La Parola di Dio e il tempo della salvezza

La Parola di Dio e il tempo della salvezza

Il Vangelo secondo Giovanni e il suo contesto

Mese di pubblicazione: 01 marzo 2021
Edizione n°: 1
Collana: SANPAOLO

In diversi modi, il vangelo secondo Giovanni apre la nicchia temporale in cui accogliere il compimento della parola di Dio, all’intersezione delle profezie del passato e delle attese escatologiche, le une e le altre attuate da Gesù.
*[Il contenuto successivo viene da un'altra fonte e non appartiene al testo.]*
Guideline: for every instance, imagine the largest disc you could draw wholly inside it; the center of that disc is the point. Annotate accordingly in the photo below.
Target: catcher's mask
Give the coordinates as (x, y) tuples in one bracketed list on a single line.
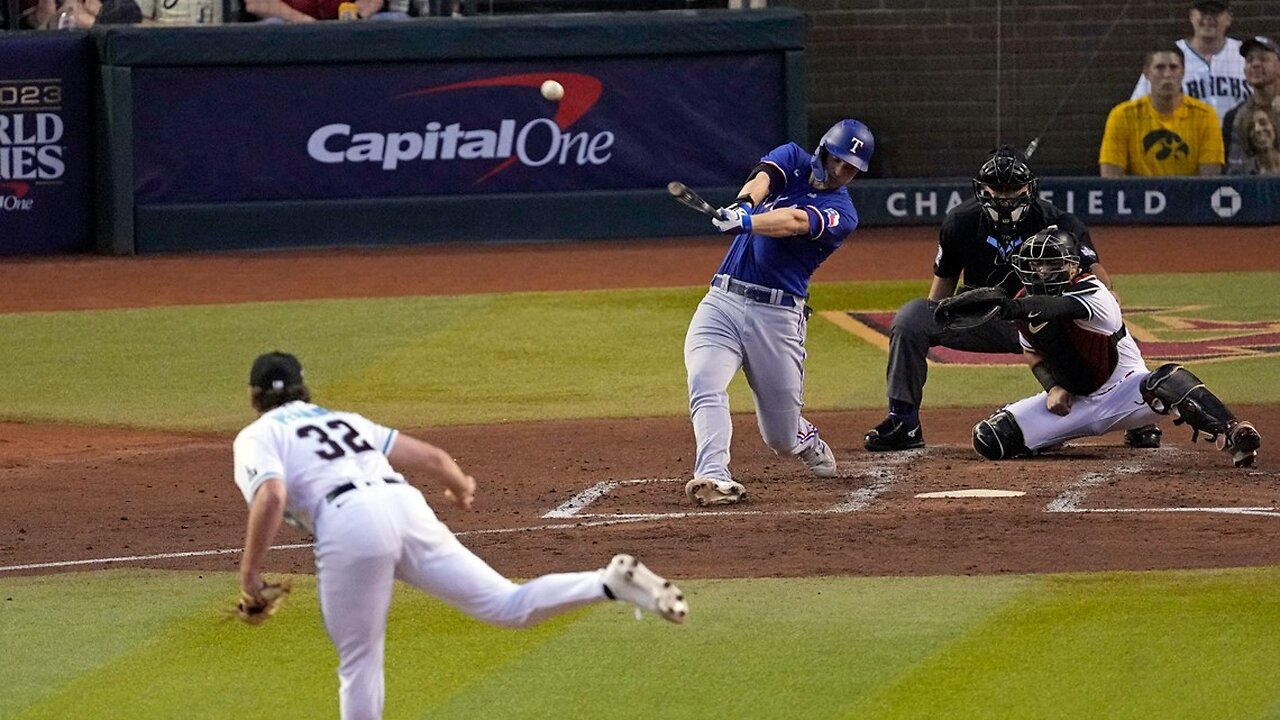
[(1005, 187), (1047, 261)]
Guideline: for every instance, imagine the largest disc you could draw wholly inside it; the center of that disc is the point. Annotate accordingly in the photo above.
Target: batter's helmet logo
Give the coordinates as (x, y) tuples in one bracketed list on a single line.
[(1165, 145)]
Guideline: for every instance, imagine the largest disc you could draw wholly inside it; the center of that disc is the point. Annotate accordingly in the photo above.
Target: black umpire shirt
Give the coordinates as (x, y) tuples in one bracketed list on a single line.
[(968, 246)]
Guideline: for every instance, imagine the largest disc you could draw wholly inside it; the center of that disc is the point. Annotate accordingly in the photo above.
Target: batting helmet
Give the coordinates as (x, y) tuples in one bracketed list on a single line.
[(1005, 172), (1047, 261), (849, 140)]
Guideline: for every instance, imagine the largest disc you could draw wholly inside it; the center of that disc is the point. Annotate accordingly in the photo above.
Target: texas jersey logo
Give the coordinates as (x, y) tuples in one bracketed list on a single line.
[(1165, 144)]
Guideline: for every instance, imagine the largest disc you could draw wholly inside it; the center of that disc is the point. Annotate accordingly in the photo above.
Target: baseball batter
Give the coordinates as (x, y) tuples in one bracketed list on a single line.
[(330, 473), (1095, 378), (790, 215)]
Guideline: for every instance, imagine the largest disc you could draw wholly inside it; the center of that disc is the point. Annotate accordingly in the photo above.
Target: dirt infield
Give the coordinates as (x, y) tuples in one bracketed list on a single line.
[(83, 493)]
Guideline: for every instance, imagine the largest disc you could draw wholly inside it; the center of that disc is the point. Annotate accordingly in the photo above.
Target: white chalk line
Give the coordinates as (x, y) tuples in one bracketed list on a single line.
[(883, 470)]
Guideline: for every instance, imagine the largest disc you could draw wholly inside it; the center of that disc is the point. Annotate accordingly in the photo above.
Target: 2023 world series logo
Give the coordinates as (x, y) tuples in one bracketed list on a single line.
[(31, 136)]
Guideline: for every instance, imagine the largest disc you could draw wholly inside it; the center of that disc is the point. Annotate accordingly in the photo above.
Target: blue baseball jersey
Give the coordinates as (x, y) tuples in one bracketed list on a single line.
[(787, 263)]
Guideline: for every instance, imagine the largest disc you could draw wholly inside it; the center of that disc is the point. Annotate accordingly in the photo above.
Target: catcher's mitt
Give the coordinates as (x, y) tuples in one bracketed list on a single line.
[(255, 609), (972, 308)]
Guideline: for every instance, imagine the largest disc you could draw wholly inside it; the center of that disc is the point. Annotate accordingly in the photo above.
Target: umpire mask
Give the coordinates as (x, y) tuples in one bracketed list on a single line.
[(1005, 188)]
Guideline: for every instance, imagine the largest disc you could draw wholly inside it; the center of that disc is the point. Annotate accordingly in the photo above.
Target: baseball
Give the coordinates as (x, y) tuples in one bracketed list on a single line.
[(553, 90)]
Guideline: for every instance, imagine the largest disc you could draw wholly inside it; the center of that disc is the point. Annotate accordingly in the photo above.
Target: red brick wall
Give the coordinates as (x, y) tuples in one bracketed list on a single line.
[(922, 73)]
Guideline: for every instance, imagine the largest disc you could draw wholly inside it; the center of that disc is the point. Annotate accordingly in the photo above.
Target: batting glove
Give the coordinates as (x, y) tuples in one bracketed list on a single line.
[(732, 219)]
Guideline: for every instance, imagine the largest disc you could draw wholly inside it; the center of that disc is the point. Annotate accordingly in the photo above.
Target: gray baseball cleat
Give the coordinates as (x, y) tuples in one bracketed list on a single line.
[(821, 460), (705, 491), (627, 579), (1242, 443)]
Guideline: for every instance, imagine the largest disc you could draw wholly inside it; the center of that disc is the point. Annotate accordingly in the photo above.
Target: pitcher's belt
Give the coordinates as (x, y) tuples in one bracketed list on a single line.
[(333, 495)]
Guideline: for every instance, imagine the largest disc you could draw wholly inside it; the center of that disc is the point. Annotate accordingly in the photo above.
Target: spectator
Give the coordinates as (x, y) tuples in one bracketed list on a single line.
[(45, 14), (1261, 147), (179, 12), (309, 10), (1215, 69), (1162, 133), (1262, 72)]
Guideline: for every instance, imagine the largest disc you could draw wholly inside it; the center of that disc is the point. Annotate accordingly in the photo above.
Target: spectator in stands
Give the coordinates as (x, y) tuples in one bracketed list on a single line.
[(1165, 132), (44, 14), (1212, 62), (310, 10), (1261, 145), (179, 12), (1262, 72)]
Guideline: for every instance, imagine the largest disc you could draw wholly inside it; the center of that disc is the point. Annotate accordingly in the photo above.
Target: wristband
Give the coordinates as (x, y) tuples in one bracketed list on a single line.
[(1045, 376)]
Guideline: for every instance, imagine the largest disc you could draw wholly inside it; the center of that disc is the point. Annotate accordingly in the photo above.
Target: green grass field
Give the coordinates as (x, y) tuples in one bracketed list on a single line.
[(152, 645), (1116, 645)]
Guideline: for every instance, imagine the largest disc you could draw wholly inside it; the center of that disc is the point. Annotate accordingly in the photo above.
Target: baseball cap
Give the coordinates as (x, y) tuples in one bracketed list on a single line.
[(1260, 41), (1211, 5), (275, 370)]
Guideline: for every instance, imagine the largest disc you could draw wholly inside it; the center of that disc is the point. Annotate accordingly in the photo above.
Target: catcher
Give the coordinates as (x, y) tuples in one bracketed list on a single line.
[(977, 242), (1075, 343), (330, 474)]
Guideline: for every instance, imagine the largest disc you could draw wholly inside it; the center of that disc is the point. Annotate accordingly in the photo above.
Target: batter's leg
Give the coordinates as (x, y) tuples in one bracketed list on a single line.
[(775, 370), (713, 355)]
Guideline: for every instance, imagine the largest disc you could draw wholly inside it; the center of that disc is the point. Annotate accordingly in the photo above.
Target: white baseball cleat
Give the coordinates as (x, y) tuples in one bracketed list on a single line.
[(705, 491), (626, 578), (1242, 443), (821, 460)]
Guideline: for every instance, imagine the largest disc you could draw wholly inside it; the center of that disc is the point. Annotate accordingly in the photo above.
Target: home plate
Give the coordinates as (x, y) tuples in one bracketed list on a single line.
[(973, 492)]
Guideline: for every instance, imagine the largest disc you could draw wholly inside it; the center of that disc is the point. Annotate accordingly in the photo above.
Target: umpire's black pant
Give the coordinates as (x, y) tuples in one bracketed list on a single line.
[(914, 332)]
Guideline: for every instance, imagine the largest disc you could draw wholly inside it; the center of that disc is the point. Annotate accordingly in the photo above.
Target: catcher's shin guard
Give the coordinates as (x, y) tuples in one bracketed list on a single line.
[(1175, 390), (999, 437)]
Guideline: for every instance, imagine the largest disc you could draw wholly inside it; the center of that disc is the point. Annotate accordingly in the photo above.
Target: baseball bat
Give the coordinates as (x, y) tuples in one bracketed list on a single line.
[(690, 199)]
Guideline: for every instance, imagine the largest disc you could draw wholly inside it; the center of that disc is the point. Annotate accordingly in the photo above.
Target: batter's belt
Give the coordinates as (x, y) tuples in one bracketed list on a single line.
[(758, 292)]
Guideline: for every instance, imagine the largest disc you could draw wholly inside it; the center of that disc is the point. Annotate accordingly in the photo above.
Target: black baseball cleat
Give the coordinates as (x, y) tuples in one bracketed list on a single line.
[(892, 433), (1242, 443), (1144, 437)]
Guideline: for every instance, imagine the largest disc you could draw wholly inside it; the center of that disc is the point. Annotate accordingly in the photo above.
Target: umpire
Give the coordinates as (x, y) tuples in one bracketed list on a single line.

In questa nicchia temporale l’evangelista, tramite la sua arte narrativa, colloca il lettore. Per capire la posta in gioco è tuttavia essenziale conoscere meglio i contesti del racconto giovanneo. Il percorso qui proposto si articola in tre tappe. Anzitutto, i primi tre capitoli del vangelo secondo Giovanni sono contestualizzati in un dibattito sull’interpretazione delle Scritture tra la fine del I secolo a.C. e la fine del secolo seguente. La seconda tappa si focalizza sui contesti liturgici del discorso presso la piscina di Betzatà (Gv 5), di quello sul «pane di vita» (Gv 6) e della similitudine del «buon pastore» (Gv 10). Il contesto teologico evidenziato nella terza tappa mira a favorire la comprensione dell’attualità della parola di Gesù che compie le profezie del passato e anticipa le promesse escatologiche nelle comunità dei suoi discepoli. La coincidenza delle profezie del passato con le anticipazioni delle attese escatologiche è presentata nel vangelo secondo Giovanni come un tempo nel quale è possibile discernere il compimento della parola di Dio. Per operare tale discernimento è necessaria una visione capovolta, resa possibile dall’accoglienza e dalla comprensione di Gesù – il Cristo di Dio, il Figlio unigenito – e della sua parola.